Ambient fluid color bezels for passive notifications

When I first saw the iMac, the first thing I wondered was whether Apple would ever make them able to change color under software control. All of that clear plastic just looked perfect for having some kind of multi-color fluid system. It would need to be subtle and smooth and glide from one color to the next. It's the same basic idea they already use for their "breathing" LED: instead of making it just go on and off, use pulse width modulation tricks to make it look "soft".

My idea was simple enough: if you could do subtle color changes, then the computer could be rigged to tell you environmental things without being obnoxious about it. Maybe you were keeping an eye on a certain stock, and wanted to know when it started making big changes. Instead of the usual cacophony of beeps and not-really-silent "silent mode" (more like rattle mode), the computer's bezel would just change from a neutral color to another predefined color.

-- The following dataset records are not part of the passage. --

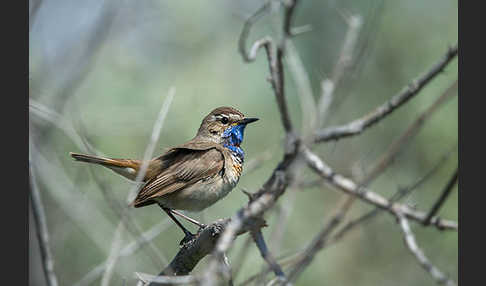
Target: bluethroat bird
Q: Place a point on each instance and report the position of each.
(191, 176)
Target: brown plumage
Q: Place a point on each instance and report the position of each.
(190, 176)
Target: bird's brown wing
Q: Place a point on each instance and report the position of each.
(181, 167)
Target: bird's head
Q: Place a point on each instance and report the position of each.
(224, 125)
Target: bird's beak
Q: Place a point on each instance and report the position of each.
(247, 120)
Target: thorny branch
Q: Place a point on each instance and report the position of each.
(275, 186)
(445, 193)
(218, 237)
(350, 187)
(357, 126)
(395, 147)
(409, 237)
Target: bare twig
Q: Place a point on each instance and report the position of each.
(445, 193)
(41, 230)
(60, 121)
(402, 192)
(278, 182)
(351, 188)
(113, 256)
(127, 250)
(440, 277)
(166, 280)
(267, 256)
(317, 243)
(397, 145)
(201, 245)
(359, 125)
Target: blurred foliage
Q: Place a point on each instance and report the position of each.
(192, 45)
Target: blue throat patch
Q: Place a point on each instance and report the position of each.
(233, 137)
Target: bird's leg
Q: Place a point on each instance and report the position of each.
(201, 225)
(187, 234)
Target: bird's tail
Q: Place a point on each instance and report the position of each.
(125, 167)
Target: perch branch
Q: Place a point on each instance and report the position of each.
(357, 126)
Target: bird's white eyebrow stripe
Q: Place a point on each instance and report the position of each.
(231, 115)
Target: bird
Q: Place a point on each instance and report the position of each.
(191, 176)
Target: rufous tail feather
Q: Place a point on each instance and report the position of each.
(125, 167)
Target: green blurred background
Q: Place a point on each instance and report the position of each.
(106, 68)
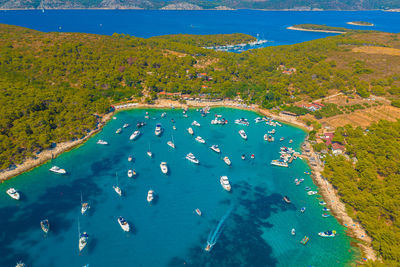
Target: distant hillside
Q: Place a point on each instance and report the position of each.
(202, 4)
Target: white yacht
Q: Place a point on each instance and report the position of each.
(200, 140)
(102, 142)
(83, 239)
(195, 123)
(279, 163)
(225, 183)
(84, 205)
(124, 224)
(117, 190)
(171, 144)
(58, 170)
(134, 135)
(243, 134)
(192, 158)
(13, 193)
(227, 161)
(150, 196)
(215, 148)
(242, 121)
(158, 130)
(164, 167)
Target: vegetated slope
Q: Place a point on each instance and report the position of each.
(190, 4)
(55, 84)
(369, 181)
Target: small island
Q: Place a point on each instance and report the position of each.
(360, 23)
(317, 28)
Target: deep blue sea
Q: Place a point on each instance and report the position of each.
(257, 228)
(269, 25)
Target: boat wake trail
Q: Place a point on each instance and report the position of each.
(214, 235)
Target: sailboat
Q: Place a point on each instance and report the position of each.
(84, 205)
(116, 187)
(171, 143)
(83, 238)
(149, 153)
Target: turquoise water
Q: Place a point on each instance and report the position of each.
(168, 232)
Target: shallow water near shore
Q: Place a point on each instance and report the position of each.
(168, 232)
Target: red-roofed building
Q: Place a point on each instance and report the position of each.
(337, 149)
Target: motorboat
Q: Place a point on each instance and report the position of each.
(58, 170)
(44, 224)
(102, 142)
(192, 158)
(198, 211)
(225, 183)
(84, 207)
(258, 120)
(13, 193)
(327, 233)
(215, 148)
(243, 134)
(242, 121)
(124, 224)
(279, 163)
(150, 196)
(164, 167)
(200, 140)
(171, 144)
(140, 124)
(134, 135)
(195, 123)
(227, 161)
(158, 130)
(83, 239)
(117, 190)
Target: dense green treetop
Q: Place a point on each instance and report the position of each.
(368, 181)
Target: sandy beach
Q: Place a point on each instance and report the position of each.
(310, 30)
(326, 190)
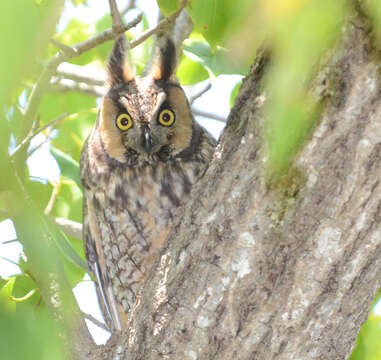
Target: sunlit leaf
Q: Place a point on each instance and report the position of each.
(217, 62)
(69, 167)
(234, 93)
(368, 341)
(63, 244)
(27, 335)
(214, 18)
(6, 293)
(191, 72)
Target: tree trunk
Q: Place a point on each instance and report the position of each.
(252, 271)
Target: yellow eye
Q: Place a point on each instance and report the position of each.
(123, 122)
(166, 117)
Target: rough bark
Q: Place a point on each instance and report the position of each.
(253, 271)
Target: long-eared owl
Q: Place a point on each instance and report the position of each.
(137, 166)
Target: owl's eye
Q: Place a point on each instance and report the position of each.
(166, 117)
(123, 122)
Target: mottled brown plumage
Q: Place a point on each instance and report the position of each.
(137, 166)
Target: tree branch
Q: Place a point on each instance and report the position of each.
(95, 321)
(62, 56)
(208, 115)
(161, 25)
(200, 93)
(117, 23)
(35, 132)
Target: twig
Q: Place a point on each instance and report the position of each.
(115, 16)
(37, 146)
(52, 200)
(51, 67)
(69, 227)
(80, 73)
(68, 50)
(200, 93)
(95, 321)
(65, 85)
(162, 24)
(128, 7)
(36, 131)
(208, 115)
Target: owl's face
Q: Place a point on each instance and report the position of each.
(147, 117)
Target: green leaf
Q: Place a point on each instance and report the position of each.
(217, 62)
(68, 202)
(168, 7)
(368, 341)
(31, 26)
(191, 72)
(63, 244)
(215, 19)
(39, 191)
(69, 167)
(78, 2)
(234, 93)
(29, 335)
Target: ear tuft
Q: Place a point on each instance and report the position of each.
(164, 59)
(119, 68)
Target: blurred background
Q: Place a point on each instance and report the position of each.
(48, 107)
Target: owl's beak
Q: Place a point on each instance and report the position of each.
(147, 141)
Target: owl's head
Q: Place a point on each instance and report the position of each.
(149, 116)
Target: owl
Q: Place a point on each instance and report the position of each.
(137, 167)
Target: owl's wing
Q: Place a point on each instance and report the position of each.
(97, 264)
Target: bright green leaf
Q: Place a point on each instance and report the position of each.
(78, 2)
(216, 18)
(191, 72)
(69, 167)
(217, 62)
(6, 293)
(29, 335)
(234, 93)
(63, 244)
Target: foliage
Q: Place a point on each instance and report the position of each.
(224, 41)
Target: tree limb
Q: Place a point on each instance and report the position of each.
(51, 67)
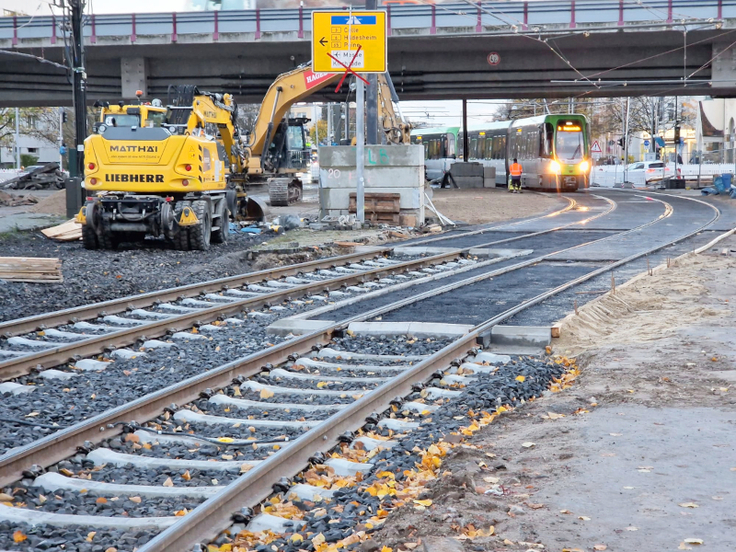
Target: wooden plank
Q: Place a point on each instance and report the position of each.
(30, 269)
(67, 231)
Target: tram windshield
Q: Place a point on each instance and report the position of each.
(569, 143)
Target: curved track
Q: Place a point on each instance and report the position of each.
(368, 384)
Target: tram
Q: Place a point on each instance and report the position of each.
(553, 149)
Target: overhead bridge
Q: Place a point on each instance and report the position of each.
(458, 50)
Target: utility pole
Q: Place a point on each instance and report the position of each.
(17, 138)
(371, 97)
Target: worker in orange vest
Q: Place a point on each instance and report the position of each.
(515, 172)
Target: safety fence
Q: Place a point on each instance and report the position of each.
(607, 176)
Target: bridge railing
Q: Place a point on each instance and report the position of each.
(449, 18)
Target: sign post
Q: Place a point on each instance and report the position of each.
(354, 42)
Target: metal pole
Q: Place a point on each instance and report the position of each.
(61, 137)
(360, 149)
(17, 138)
(466, 142)
(626, 141)
(371, 97)
(80, 82)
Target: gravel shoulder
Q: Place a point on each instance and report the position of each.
(484, 205)
(637, 455)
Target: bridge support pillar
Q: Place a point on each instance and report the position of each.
(134, 75)
(723, 71)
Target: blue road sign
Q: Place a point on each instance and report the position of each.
(353, 20)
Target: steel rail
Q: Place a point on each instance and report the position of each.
(23, 365)
(211, 517)
(29, 324)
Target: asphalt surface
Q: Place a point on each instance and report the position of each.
(639, 221)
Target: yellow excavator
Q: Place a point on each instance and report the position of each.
(179, 170)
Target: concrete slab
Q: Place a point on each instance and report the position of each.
(416, 329)
(293, 326)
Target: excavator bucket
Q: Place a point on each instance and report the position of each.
(255, 209)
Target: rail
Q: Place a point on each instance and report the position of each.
(451, 18)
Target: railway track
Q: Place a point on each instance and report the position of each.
(333, 389)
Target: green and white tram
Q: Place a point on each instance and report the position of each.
(553, 149)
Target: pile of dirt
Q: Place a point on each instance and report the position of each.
(647, 308)
(7, 200)
(55, 204)
(484, 205)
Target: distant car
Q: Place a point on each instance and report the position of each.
(652, 171)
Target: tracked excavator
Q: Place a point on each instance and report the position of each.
(180, 170)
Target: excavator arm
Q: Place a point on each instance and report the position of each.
(396, 129)
(286, 90)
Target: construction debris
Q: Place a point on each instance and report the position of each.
(30, 269)
(70, 230)
(38, 177)
(7, 200)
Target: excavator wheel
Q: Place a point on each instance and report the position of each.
(283, 191)
(201, 234)
(181, 234)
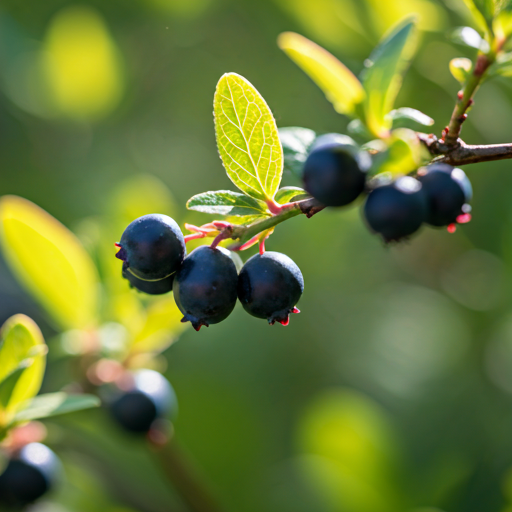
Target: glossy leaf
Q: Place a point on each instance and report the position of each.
(296, 143)
(409, 118)
(460, 68)
(22, 363)
(383, 77)
(287, 194)
(247, 137)
(226, 202)
(50, 261)
(163, 326)
(339, 84)
(54, 404)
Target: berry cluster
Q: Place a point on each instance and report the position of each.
(335, 174)
(206, 283)
(30, 473)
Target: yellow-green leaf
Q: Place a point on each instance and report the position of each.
(247, 137)
(22, 363)
(339, 84)
(383, 77)
(460, 68)
(50, 261)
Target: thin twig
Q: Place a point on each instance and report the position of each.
(462, 153)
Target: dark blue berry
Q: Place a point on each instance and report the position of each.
(30, 474)
(396, 210)
(447, 190)
(269, 286)
(205, 286)
(150, 287)
(334, 173)
(152, 247)
(151, 398)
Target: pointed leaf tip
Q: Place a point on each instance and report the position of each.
(247, 137)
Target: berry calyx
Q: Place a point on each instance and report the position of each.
(150, 397)
(269, 286)
(150, 287)
(29, 474)
(396, 210)
(335, 173)
(152, 247)
(205, 286)
(448, 192)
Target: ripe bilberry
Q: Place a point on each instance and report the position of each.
(29, 474)
(151, 397)
(152, 247)
(335, 172)
(205, 286)
(269, 286)
(396, 210)
(150, 287)
(448, 190)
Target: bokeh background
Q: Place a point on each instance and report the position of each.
(392, 390)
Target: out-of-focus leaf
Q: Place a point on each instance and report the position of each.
(22, 363)
(460, 68)
(482, 12)
(296, 143)
(383, 77)
(470, 37)
(81, 64)
(163, 326)
(339, 84)
(247, 137)
(503, 65)
(50, 261)
(286, 194)
(354, 457)
(405, 154)
(53, 404)
(226, 202)
(409, 118)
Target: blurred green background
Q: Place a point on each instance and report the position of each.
(392, 390)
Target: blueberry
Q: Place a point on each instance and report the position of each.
(335, 172)
(396, 210)
(152, 247)
(447, 190)
(205, 286)
(151, 398)
(269, 286)
(150, 287)
(30, 474)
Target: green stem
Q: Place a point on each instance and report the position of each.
(308, 207)
(465, 100)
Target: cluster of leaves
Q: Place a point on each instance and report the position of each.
(22, 364)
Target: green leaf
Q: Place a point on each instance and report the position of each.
(50, 261)
(296, 143)
(383, 77)
(483, 12)
(409, 118)
(22, 363)
(470, 37)
(247, 137)
(287, 194)
(226, 202)
(339, 84)
(460, 68)
(53, 404)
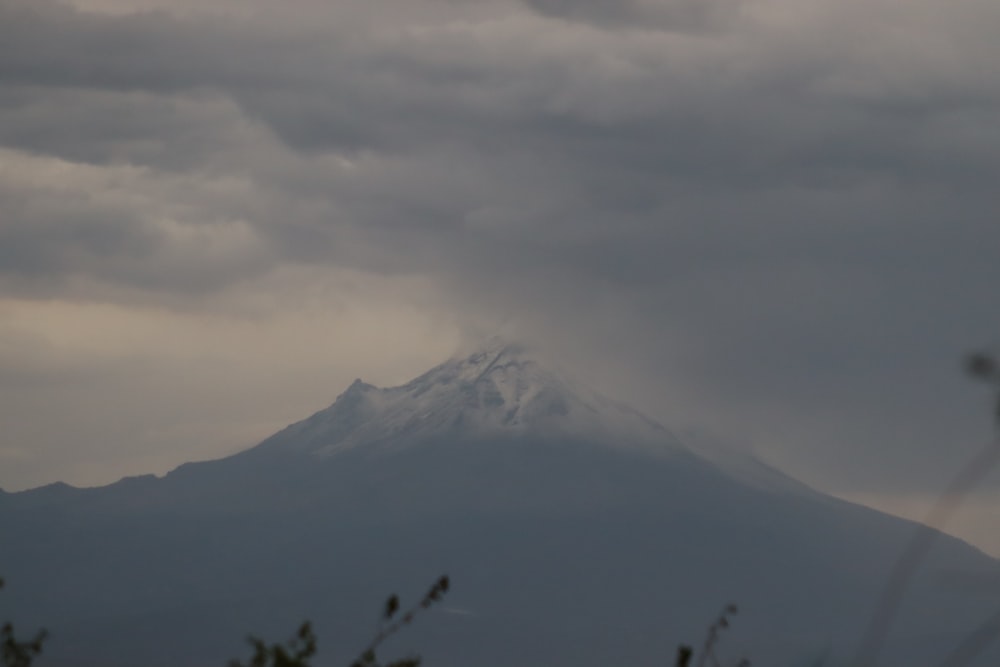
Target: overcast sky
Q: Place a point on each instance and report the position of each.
(776, 222)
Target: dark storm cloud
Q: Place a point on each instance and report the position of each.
(788, 210)
(679, 15)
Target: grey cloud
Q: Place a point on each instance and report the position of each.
(747, 215)
(675, 15)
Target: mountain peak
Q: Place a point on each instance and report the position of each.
(497, 389)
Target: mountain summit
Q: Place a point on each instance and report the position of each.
(575, 530)
(498, 389)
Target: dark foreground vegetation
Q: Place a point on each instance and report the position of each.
(300, 649)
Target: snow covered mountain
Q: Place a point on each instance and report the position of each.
(499, 390)
(575, 531)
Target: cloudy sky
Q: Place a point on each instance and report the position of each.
(775, 222)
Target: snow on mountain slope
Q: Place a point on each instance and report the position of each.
(499, 389)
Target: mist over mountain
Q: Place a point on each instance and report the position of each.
(575, 531)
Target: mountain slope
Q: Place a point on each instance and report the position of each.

To a casual observer who was visiting your office, it might go completely unnoticed. However, you'd be able to tell that you should wrap up this conversation sooner rather than later because something important just happened. All of this happens without ever having to touch the keyboard or mouse, so your guests don't feel like you are ignoring them to "play with the computer".

Granted, there are other products which already do this kind of "ambient notification" stuff, but they're weird looking and aren't already in your office. They'd probably draw attention to themselves just by being there, and that's the whole thing I'm trying to avoid here. Whether you're talking about one of those glowing multicolor orbs, a Nabaztag wireless rabbit, or something else entirely, those don't look like they belong on a regular desk. Just having it there could be distracting.

However, if your computer slowly changes from beige to yellow over the span of a minute or so, how many people do you think are doing to notice? You'd know to look now and then, but random visitors would still think they have your full and undivided attention.

I wonder if this idea might also make sense for a cell phone. Even if you stack your phone up in a pile in the center of a table with everyone else's phones, you could probably still see if it starts glowing some new color on the side. Again, you'd know whether to let things just roll along or start wrapping them up without visibly checking.

Imagine it: using technology to make your life easier without bothering others in the process. What a concept!